The plan proposes that providers collaborate through accountable care organizations (ACOs), a model that allows physicians and other providers who care for patients to take control of improving quality and healthy outcomes.
“When ACOs share in the savings or losses based on quality measures, everyone has a vested interest in making Medicaid a success,” said Secretary Wos. “We expect the ACO model to bend the cost curve by approximately 2-3 percent, which would mean hundreds of millions of dollars in savings for the state.”
The reform plan is based on input received during nearly 15 months of discussions with stakeholders throughout the state, including beneficiaries, caregivers, providers, health care organizations and the work of the Medicaid Reform Advisory Group.

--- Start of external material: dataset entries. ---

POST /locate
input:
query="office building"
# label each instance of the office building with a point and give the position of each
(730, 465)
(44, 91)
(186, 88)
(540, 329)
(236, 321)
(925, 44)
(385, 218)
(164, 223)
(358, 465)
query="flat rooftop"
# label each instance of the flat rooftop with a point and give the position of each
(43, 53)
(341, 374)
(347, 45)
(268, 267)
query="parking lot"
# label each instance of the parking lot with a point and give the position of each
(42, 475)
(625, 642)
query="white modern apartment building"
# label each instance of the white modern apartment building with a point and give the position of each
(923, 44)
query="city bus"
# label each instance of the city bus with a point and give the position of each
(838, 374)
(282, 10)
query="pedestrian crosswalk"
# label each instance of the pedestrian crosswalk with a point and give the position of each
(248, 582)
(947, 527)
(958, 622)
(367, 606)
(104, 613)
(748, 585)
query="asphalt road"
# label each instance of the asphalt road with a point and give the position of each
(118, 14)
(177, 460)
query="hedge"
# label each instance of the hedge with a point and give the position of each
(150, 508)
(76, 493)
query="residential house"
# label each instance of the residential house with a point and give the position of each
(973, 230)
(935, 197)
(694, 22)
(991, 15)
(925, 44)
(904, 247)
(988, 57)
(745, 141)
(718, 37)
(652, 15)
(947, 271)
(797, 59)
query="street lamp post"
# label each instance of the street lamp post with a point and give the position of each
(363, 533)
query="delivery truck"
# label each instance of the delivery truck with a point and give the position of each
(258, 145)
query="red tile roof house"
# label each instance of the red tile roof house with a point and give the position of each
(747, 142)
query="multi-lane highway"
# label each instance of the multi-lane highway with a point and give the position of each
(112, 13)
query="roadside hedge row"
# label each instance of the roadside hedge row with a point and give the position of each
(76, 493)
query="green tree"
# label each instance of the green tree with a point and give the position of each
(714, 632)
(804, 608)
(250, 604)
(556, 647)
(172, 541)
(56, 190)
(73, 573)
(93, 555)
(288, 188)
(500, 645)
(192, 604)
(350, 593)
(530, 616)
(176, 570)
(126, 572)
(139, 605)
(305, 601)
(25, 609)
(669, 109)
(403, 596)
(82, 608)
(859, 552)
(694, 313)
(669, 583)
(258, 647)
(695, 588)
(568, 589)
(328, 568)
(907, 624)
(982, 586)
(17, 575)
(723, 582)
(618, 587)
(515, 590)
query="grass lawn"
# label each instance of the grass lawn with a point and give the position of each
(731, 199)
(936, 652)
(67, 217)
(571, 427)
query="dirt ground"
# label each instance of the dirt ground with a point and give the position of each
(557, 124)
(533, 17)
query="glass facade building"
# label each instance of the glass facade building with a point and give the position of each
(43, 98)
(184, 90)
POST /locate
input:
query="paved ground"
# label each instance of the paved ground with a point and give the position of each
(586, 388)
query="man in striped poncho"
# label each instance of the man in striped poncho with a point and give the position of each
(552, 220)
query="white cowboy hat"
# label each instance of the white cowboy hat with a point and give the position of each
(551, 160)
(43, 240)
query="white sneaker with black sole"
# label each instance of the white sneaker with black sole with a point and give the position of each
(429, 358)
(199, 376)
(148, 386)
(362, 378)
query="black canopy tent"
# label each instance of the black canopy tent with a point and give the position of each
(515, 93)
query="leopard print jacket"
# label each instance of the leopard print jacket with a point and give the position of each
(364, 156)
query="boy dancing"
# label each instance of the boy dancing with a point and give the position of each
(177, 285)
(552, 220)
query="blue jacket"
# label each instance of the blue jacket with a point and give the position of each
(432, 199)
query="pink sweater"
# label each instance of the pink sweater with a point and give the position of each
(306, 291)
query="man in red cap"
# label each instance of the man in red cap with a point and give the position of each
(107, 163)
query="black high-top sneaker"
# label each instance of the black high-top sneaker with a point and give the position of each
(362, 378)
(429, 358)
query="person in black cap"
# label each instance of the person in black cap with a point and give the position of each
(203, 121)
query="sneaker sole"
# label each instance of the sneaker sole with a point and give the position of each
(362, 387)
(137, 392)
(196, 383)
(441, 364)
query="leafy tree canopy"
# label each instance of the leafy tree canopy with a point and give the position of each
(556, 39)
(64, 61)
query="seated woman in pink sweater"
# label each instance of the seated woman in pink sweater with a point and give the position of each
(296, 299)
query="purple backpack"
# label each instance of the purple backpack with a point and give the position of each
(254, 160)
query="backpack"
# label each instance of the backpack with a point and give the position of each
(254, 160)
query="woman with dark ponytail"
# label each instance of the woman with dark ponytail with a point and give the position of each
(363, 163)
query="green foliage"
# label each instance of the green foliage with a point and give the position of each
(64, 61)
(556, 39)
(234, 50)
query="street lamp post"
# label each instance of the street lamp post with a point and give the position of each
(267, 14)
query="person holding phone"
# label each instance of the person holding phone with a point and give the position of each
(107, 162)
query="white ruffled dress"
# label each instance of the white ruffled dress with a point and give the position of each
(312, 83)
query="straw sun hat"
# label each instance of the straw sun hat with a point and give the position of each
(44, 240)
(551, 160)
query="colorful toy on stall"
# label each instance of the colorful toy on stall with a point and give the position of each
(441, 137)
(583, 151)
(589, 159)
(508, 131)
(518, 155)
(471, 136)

“The reform proposal being submitted today to the General Assembly is a good and thoughtful plan,” said Dennis Barry, advisory group chair and CEO emeritus of Cone Health. “Importantly, it builds on the existing strengths of the current care systems operating in North Carolina.”
DHHS is taking a dual approach to Medicaid reform as efforts also are under way to improve the Division of Medical Assistance (DMA) operations to support Medicaid reform.
Secretary Wos recently named Deputy Secretary of Health Services and Acting State Health Director Robin Gary Cummings, M.D., to lead the DMA transformation. He is overseeing efforts to improve existing operating processes to increase forecasting accuracy and deliver Medicaid services more efficiently and effectively.
Since its inception in 1970, the N.C. Medicaid program has evolved into an essential component of the state’s health care system. It currently serves about 1.8 million low-income parents, children, seniors and people with disabilities and requires $13.5 billion a year to operate.
Medicaid Advisory Group members include Dennis Barry of Greensboro, chair, CEO emeritus of Cone Health; Peggy Terhune, Ph.D., of Randolph County, executive director and CEO of Monarch; Richard Gilbert, M.D., of Mecklenburg County, former chief of staff for Carolinas Medical Center; state Rep. Nelson Dollar of Wake County and state Sen. Louis Pate, who represents Lenoir, Pitt and Wayne counties.